Skip to main content

A module for ingesting data into Elasticsearch

Project description

📦 ES Ingester

ES Ingester is a Python CLI tool that ingests JSON or JSONL data directly into an Elasticsearch index. It supports multithreading, dynamic JSON extraction, configuration persistence, and optional metadata tagging.


🚀 Features

  • Flexible Input: Accepts JSON and JSONL data from stdin.
  • Dynamic JSON Key Extraction: Supports nested keys (e.g., -json 'data->0->result').
  • Multithreaded Ingestion: Speed up ingestion with customizable thread count.
  • Configuration Persistence: Saves Elasticsearch credentials to a config file for easy reuse.
  • Parent Field Addition: Optional -parent flag allows adding key-value metadata to each document.
  • Verbose Mode: Track progress in real-time.

🔧 Installation

pip install es-ingester

⚙️ Configuration

If .es_ingester_config.yaml already exists in your home directory and contains valid credentials, ES Ingester will use it automatically. The configuration file will be generated automatically the first time credentials are provided.

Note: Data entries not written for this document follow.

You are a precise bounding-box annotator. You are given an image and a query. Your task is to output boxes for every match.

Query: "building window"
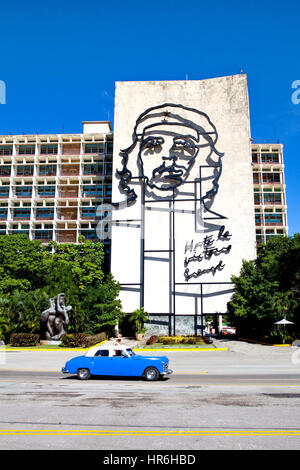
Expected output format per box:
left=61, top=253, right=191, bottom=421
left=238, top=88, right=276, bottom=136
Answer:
left=83, top=184, right=102, bottom=197
left=39, top=165, right=56, bottom=176
left=84, top=144, right=104, bottom=153
left=34, top=230, right=53, bottom=240
left=264, top=193, right=282, bottom=204
left=41, top=144, right=58, bottom=155
left=261, top=153, right=279, bottom=163
left=0, top=165, right=11, bottom=176
left=80, top=229, right=98, bottom=240
left=16, top=186, right=32, bottom=197
left=106, top=142, right=114, bottom=153
left=36, top=207, right=54, bottom=219
left=38, top=186, right=55, bottom=197
left=17, top=165, right=33, bottom=176
left=0, top=208, right=7, bottom=220
left=83, top=164, right=103, bottom=175
left=0, top=145, right=13, bottom=155
left=0, top=186, right=9, bottom=197
left=265, top=213, right=283, bottom=225
left=263, top=173, right=280, bottom=183
left=14, top=208, right=31, bottom=219
left=19, top=145, right=35, bottom=155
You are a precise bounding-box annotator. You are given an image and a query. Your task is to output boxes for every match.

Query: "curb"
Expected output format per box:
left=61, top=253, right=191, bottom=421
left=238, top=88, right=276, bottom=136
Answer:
left=133, top=348, right=228, bottom=352
left=0, top=340, right=107, bottom=352
left=239, top=338, right=292, bottom=347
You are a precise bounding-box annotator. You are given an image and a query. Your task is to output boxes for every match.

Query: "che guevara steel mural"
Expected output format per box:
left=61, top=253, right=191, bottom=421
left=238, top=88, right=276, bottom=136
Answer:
left=117, top=103, right=232, bottom=281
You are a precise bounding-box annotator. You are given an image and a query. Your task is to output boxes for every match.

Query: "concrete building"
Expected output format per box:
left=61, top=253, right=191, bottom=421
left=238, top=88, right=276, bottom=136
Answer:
left=111, top=74, right=256, bottom=334
left=0, top=121, right=113, bottom=264
left=251, top=143, right=288, bottom=243
left=0, top=74, right=288, bottom=334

Example .es_ingester_config.yaml

# ~/.es_ingester_config.yaml

es_host: "http://localhost:9200"
username: "your_username"
password: "your_password"

🛠️ Usage

Ingest JSONL data with saved configuration:

cat data.jsonl | es-ingester -indexname 'my_index' -jsonl
usage: es_ingester [-h] [-es_host ES_HOST] [-username USERNAME] [-password PASSWORD] -indexname INDEXNAME [-threads THREADS] [-json JSON] [-jsonl] [-verbose] [-parent PARENT] [-print PRINT]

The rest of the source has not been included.